執行役員常務 クラウド&ソリューション事業本部長兼働き方改革推進担当役員 手島主税氏

 なお、通常の日本企業に比べて進んだ働き方を実践している日本マイクロソフトでさえ、「グローバルのMicrosoftと比べると、メールの利用時間は24%、Ccしている人の数は31%多い、会議時間も17%長く、参加者数も11%多い」といった課題を抱えているという。

 こうした課題を変えるための荒療治ともいえる週休3日は、どんな効果をもたらしたのか。

日本マイクロソフト vs グローバルのMicrosoft

ワークライフチョイス チャレンジ2019夏とは?

 ワークライフチョイス チャレンジとして、日本マイクロソフト側では2019年7月から9月の期間、社員に次の3種類の支援プログラムを提示し、実践を促した。具体的には、自己啓発、家族旅行/レジャー、社会貢献活動の関連費用をベネフィットポイント/ウェルネスポイントで支援している。

For Work

自己成長と学びの視点。仕事につながる学びや自己啓発などを行う。

For Life

私生活やファミリーケアの視点。私生活の充実、家族との時間の充実などを行う。

For Society

社会参加や地域貢献の視点。ボランティア活動などを行う。

ワークライフチョイス チャレンジ2019夏
ワークライフチョイス社員支援プログラム

3つの観点で効果測定を実施

 こうした支援策を踏まえて行われたワークライフチョイス チャレンジ2019夏の成果について、日本マイクロソフトでは「『削減系』として、削減や最小化を目標とする指標群」「『向上系』として、活性化や増加を目標とする指標群」「『満足系』として、社員の気持ちや印象を確認する指標群」という3つの観点で効果測定を行った。

3つの指標で効果を測定

 「われわれは新しい施策を行う際には、必ず効果測定を行う。こうした際に、外部の方から必ず尋ねられるのが、『コストはいかに減りますか?』だが、実は効果はコスト減少だけではない。減ってうれしい削減や最小化を目標とする指標群、活性化や増加を目標とする指標群、社員の気持ちや印象を指標とする指標群の3軸で考える」(日本マイクロソフト マイクロソフトテクノロジーセンター エグゼクティブアドバイザーの小柳津篤氏)。

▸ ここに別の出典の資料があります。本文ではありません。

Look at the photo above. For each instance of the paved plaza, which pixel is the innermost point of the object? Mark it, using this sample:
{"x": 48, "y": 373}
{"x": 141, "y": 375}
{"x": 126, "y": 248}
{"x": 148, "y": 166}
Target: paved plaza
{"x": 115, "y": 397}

マイクロソフトテクノロジーセンター エグゼクティブアドバイザーの小柳津篤氏

 その結果、「削減系」では、月あたり就業日数がこれまでの4期と比較し25.4%減となるのは当然だが、紙の使用量が、これまでの4期と比較して58.7%減になったという。また電力消費量も23.1%と、コスト削減につながる減少が見られた。

 「向上系」では、8月の社員あたりの労働生産性が、前年度に比べ39.9%向上。会議時間を短くするために推奨している“30分会議”の実施率は46%、リモート会議実施率は21%、人材交流の指針となるネットワーク数は10%、それぞれ向上したとのこと。

 「この結果は、ぞうきん絞りで(ぞうきん絞りのように社員を締め付けて)実現したものではない。責任範囲と業務コミットメントは下げていないので、効率が上がらないと社員は苦しむことになる。効率よい働き方を進めた結果、使用する紙の量が減った。使用する紙、電力の量が減ることで、廃棄物減少につながるといった循環が生まれた」(小柳津氏)。

効果測定結果

今後のさらなるチャレンジが必要

 こうした数値に表れた効果とともに、日本マイクロソフトが重要ととらえたのが社員アンケート結果だ。今回の取り組みにもかかわらず、仕事のやり方などについて意識や行動に変化がないという社員が3.5%いたという。またライフデザインなどについても、2.9%の社員が変化なしと答えている。社会貢献などに対しては16.5%の社員が変化なしと答えており、これらの変化を促進するためには、さらなる仕掛けや社員の意識変革が必要なことも明らかになった。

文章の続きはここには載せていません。